One of the questions facing security managers of converged IT/OT environments is how to deploy a security orchestration capability – centralized, distributed, or hierarchical.  And how do you consider cross-impacts on operations – i.e., how does an automated security response affect continuity of operations between both environments? Emergent / divergent behaviors can become a byproduct of automated security orchestration services causing disruption to the OT environment. Cybersecurity devices that filter unauthorized network traffic could cripple an OT network simply by preventing important data from reaching its destination, and, in some cases, can cause failures just by delaying data. Software used to scan a network for vulnerabilities may send unfamiliar messages to OT devices and can cause them to fail, which is especially bad if the device is actively controlling a process. Even something as simple as antivirus software can have a detrimental impact on the performance of these critical systems and may be impossible to implement altogether. Remediation actions may have to be delayed due to operational needs, thus obviating the need for automated response. The complexity associated with the sensing and control loop(s) that are central to OT systems must be well addressed in any design. This complexity must be accommodated by any playbook and framework of tools used for security orchestration.

One approach for deploying SOAR tools into a converged environment involves redundant SOAR tools – one placed in the IT environment and another for the OT environment. Each tool would have a playbook customized to the environment to which it serves. In this way, the OT environment SOAR capability could be served from the edge computing centers while the IT environment could be serviced centrally from a cloud-based source. Any AI / ML algorithms for OT security could be pushed down to the edge data centers to support the SOAR tool. The IT and OT environment security responses may require some level of synchronization and pass-thru of tasks and results via proxies or gateways between the environments.

MOSAICS is an example of a government project co-led by Sandia Labs and the Navy that is examining the unique requirements for security orchestration for OT environments. I will have more on MOSAICS in an upcoming interview so stay tuned. Also, at NIST, researcher Timothy Zimmerman is leading a group that is working to produce guidelines, test methods, metrics and tools based on measurement science and standards to give industry the confidence it needs to effectively apply cybersecurity protections on their OT systems without negatively affecting their performance, safety or reliability.
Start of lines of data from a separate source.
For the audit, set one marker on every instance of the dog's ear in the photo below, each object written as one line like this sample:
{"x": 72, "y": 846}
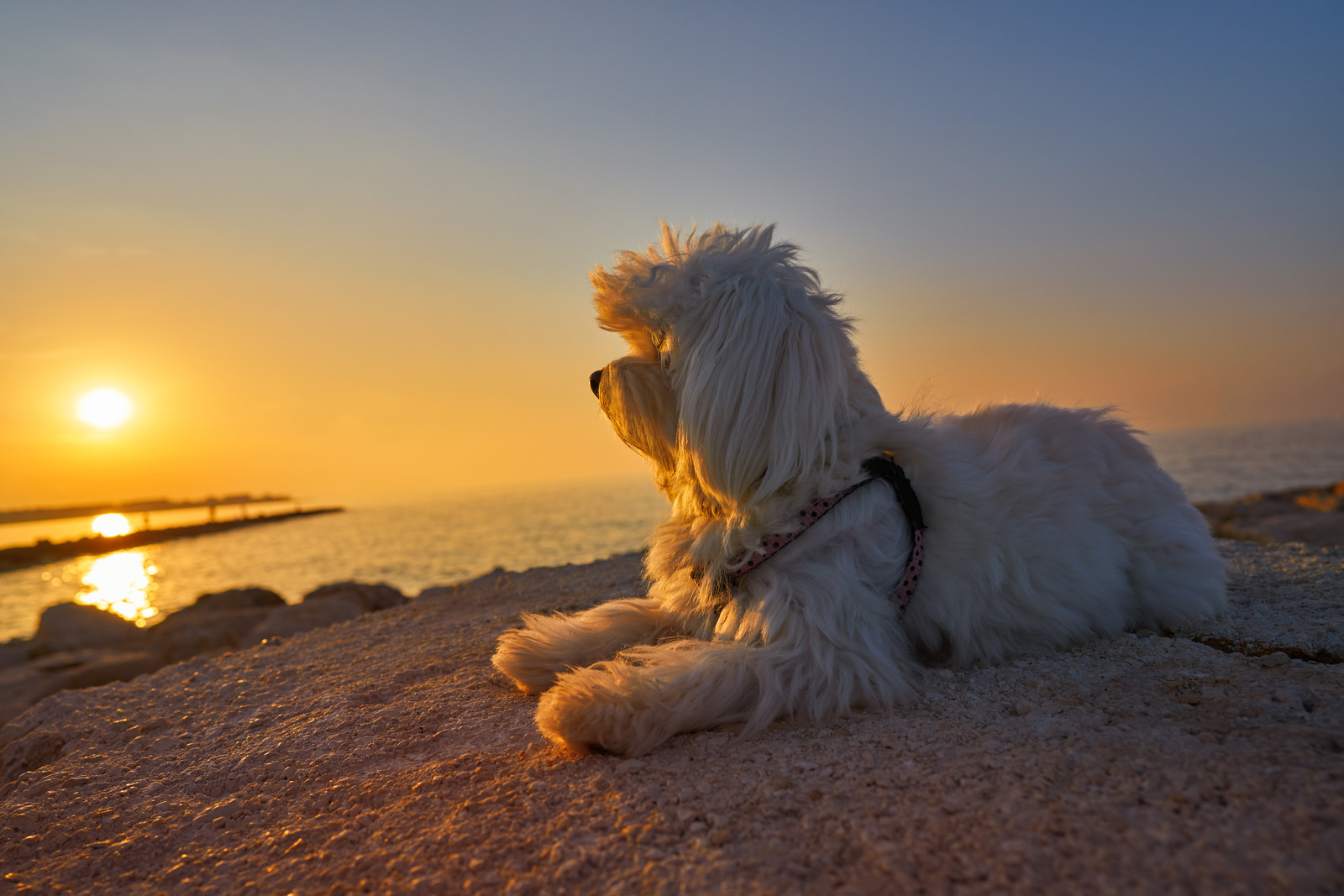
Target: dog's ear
{"x": 764, "y": 382}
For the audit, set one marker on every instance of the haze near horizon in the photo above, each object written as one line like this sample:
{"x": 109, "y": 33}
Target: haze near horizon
{"x": 342, "y": 251}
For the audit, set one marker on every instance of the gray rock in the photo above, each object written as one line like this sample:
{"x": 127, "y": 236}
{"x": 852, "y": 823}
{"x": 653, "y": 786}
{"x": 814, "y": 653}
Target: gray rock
{"x": 237, "y": 600}
{"x": 371, "y": 597}
{"x": 292, "y": 620}
{"x": 24, "y": 685}
{"x": 192, "y": 631}
{"x": 73, "y": 626}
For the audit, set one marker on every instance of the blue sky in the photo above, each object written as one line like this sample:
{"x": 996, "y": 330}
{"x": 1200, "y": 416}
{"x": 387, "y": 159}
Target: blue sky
{"x": 1136, "y": 204}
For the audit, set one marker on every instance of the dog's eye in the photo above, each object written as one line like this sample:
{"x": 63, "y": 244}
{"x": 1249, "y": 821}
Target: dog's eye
{"x": 662, "y": 342}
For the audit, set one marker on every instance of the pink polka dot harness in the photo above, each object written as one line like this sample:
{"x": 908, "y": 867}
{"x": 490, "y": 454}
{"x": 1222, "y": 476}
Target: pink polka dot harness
{"x": 878, "y": 468}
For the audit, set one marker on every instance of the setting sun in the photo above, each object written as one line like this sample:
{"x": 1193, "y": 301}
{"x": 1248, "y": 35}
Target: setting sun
{"x": 111, "y": 524}
{"x": 104, "y": 409}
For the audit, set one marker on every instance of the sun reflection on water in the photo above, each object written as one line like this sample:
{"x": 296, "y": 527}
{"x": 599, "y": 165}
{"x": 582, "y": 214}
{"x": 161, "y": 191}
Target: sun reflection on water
{"x": 123, "y": 584}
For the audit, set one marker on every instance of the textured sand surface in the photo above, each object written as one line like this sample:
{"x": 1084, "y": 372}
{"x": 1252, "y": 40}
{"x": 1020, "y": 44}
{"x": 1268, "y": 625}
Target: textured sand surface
{"x": 386, "y": 755}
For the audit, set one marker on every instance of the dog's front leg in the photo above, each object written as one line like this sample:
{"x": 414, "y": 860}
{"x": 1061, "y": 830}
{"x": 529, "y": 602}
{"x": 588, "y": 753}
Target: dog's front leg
{"x": 638, "y": 699}
{"x": 546, "y": 647}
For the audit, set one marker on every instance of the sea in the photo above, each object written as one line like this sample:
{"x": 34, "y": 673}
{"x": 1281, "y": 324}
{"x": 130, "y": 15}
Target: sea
{"x": 433, "y": 543}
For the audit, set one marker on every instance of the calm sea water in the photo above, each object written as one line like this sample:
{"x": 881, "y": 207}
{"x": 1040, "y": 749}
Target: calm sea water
{"x": 414, "y": 547}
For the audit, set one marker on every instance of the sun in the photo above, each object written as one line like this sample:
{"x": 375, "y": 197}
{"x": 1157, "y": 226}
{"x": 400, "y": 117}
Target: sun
{"x": 111, "y": 524}
{"x": 105, "y": 409}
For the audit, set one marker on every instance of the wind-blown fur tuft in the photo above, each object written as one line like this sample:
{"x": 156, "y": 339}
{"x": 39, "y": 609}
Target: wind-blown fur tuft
{"x": 743, "y": 390}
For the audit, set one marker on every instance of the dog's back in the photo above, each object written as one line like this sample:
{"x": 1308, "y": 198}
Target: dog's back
{"x": 1047, "y": 527}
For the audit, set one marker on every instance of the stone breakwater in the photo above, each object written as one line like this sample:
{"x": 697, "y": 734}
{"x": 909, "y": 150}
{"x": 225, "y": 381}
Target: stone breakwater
{"x": 1310, "y": 516}
{"x": 385, "y": 754}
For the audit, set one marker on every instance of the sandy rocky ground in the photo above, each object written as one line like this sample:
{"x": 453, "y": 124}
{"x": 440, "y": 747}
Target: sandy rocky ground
{"x": 385, "y": 754}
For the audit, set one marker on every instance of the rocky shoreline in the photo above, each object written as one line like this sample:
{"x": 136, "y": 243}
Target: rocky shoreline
{"x": 1310, "y": 516}
{"x": 386, "y": 755}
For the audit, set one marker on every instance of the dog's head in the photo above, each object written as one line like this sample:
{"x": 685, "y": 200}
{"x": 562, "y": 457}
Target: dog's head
{"x": 743, "y": 380}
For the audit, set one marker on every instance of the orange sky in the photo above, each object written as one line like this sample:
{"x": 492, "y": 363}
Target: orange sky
{"x": 351, "y": 265}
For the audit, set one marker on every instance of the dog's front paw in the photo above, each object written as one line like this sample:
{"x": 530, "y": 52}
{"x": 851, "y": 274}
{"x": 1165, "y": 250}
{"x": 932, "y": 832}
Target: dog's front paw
{"x": 523, "y": 658}
{"x": 588, "y": 708}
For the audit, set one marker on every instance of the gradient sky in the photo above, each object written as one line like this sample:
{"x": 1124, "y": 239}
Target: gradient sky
{"x": 342, "y": 250}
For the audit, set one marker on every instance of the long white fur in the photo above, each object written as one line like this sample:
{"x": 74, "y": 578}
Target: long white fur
{"x": 743, "y": 389}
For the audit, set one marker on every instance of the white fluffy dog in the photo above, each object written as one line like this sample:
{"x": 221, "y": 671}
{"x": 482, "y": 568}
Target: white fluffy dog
{"x": 1045, "y": 527}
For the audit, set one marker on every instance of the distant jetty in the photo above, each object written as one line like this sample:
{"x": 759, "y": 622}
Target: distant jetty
{"x": 45, "y": 553}
{"x": 144, "y": 506}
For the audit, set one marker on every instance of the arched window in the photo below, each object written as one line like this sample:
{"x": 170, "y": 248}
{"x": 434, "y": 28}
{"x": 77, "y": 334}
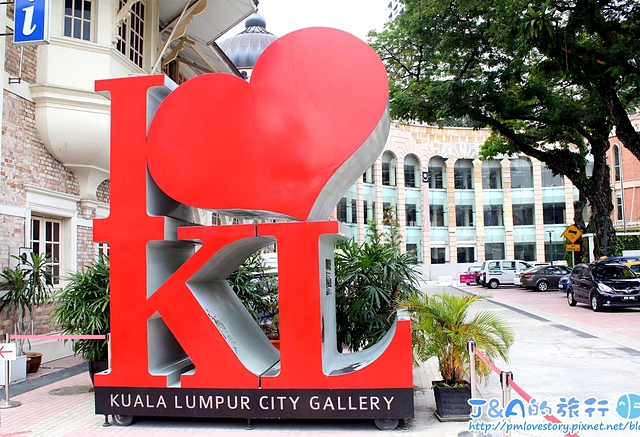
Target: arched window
{"x": 463, "y": 174}
{"x": 368, "y": 176}
{"x": 616, "y": 163}
{"x": 411, "y": 171}
{"x": 437, "y": 174}
{"x": 388, "y": 169}
{"x": 491, "y": 175}
{"x": 521, "y": 173}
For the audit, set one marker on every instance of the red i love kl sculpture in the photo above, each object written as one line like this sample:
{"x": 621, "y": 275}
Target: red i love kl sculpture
{"x": 286, "y": 145}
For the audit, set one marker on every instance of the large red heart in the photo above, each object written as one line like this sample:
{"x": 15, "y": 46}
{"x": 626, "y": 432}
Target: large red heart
{"x": 290, "y": 142}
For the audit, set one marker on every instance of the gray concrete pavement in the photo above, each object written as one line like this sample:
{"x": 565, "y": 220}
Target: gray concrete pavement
{"x": 560, "y": 352}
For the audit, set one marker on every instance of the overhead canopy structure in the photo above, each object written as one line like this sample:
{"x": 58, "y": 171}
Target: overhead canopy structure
{"x": 189, "y": 29}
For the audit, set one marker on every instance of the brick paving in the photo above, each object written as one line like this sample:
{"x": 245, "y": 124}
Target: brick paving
{"x": 554, "y": 355}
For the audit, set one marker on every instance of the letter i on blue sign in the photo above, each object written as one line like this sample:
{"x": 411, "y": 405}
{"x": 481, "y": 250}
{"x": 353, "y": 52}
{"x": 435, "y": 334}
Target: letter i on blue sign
{"x": 31, "y": 22}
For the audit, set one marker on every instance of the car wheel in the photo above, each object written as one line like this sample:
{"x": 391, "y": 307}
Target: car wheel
{"x": 122, "y": 420}
{"x": 595, "y": 303}
{"x": 542, "y": 286}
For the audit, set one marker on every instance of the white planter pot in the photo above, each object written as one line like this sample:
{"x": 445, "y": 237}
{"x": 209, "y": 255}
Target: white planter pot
{"x": 17, "y": 370}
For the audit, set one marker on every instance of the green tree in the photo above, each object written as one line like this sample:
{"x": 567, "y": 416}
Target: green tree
{"x": 83, "y": 307}
{"x": 503, "y": 65}
{"x": 370, "y": 280}
{"x": 258, "y": 291}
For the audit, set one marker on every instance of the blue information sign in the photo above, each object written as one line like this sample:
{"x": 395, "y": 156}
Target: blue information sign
{"x": 31, "y": 22}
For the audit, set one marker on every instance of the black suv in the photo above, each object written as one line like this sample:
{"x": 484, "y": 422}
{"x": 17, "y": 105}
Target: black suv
{"x": 603, "y": 285}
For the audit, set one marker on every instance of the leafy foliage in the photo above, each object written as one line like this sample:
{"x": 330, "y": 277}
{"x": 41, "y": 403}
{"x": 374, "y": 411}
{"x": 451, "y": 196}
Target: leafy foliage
{"x": 82, "y": 307}
{"x": 258, "y": 291}
{"x": 442, "y": 328}
{"x": 370, "y": 279}
{"x": 28, "y": 285}
{"x": 549, "y": 79}
{"x": 627, "y": 242}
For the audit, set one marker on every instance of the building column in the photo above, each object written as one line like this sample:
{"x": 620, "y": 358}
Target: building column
{"x": 451, "y": 209}
{"x": 478, "y": 220}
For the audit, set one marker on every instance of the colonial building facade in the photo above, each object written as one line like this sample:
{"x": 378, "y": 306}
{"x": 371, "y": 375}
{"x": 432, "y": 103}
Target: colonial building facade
{"x": 625, "y": 177}
{"x": 54, "y": 149}
{"x": 455, "y": 208}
Their work has already resulted in a manufacturing profile using the Cybersecurity Framework, which outlines a risk-based approach to help manufacturers implement, manage and improve their cybersecurity posture using industry standards and best practices. And to put the manufacturing profile to the test, NIST will be using it to protect their own robotic and process control testbed under many different configurations and scenarios while measuring the performance impacts to the system.